Law students working through dense case files — or hobbyists building reading habits around free ebook catalogs — would have found real value here.
Secondary audience.
Anyone with a legacy iOS device who already knows this app and hasn’t run into any compatibility issues. If it still runs cleanly for you, the core experience remains intact.
Who should look elsewhere.
Android users have no option here at all. Anyone wanting AI-assisted reading, cross-platform sync, PDF support, or web article processing will find nothing useful. iOS users using the latest iPhones may face compatibility risks that no official update has addressed.
QuickReader – Highlights
- eBooks – Install QuickReader and get access to over 2 million free books on your device. This will essentially give you a lifetime’s worth of books for just $4.99.

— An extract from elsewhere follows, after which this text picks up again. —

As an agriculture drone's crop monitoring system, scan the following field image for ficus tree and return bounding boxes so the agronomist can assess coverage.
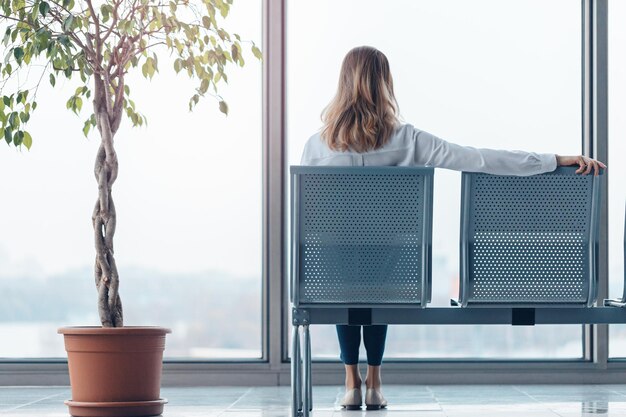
[0,0,261,327]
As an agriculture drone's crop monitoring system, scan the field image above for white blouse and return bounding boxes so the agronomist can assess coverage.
[300,124,556,176]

- Skills – Use proven techniques to reduce distractions and improve focus when learning new skills. Improve pace and use tests to assess yourself.
- Customization – Customize QuickReader to suit your needs and preferences, from colors and font styles to words-per-minute settings, up to 4,000 wpm.
Reading tip: Tools and apps are useful, but most lasting gains come from a few solid tutorials you revisit. If you suspect habits, not software, are holding you back, do this. Start with a fundamentals guide on how to speed read, then move into practical lessons on skimming and scanning, and reading word chunks.
QuickReader – Features and Highlights

1. Speed Control and Reading Mechanics
The headline capability is an adjustable reading speed from 10 to 4,000 words per minute. That range is unusually wide, and I mean that as genuine praise — not filler. At the low end, it accommodates deliberate, focused reading. At the upper end, it delivers the kind of high-velocity guided reading that speed training is built on.
Control is handled through tap zones. Tap to accelerate, tap to slow down, press and hold to pause. There’s also a normal reading mode for when guided highlighting feels like too much.
The technique resembles RSVP but retains the full line of text on screen, using a moving highlight rather than single-word flashing — a meaningful distinction for readers who find isolated-word presentation disorienting.
In a nutshell
- Speed range of 10–4,000 wpm offers genuine flexibility for readers at any level
- Touch-zone controls are intuitive once learned
- Press-and-hold pause is practical for readers who annotate while reading
2. Great Customization Depth
Customization is where QuickReader clearly differentiated itself, and I think it’s still the most honest argument for the app. Named color schemes — Amber Light, Green Tea, Morning Fog, Purple Haze, Rose Tinted, Clear — go beyond cosmetic choice.
Extended reading sessions genuinely benefit from thoughtful contrast and warm settings. Margin controls, font size, additional font options, and a hide-status-bar mode round out a display toolkit that was ahead of its time for an iOS reader.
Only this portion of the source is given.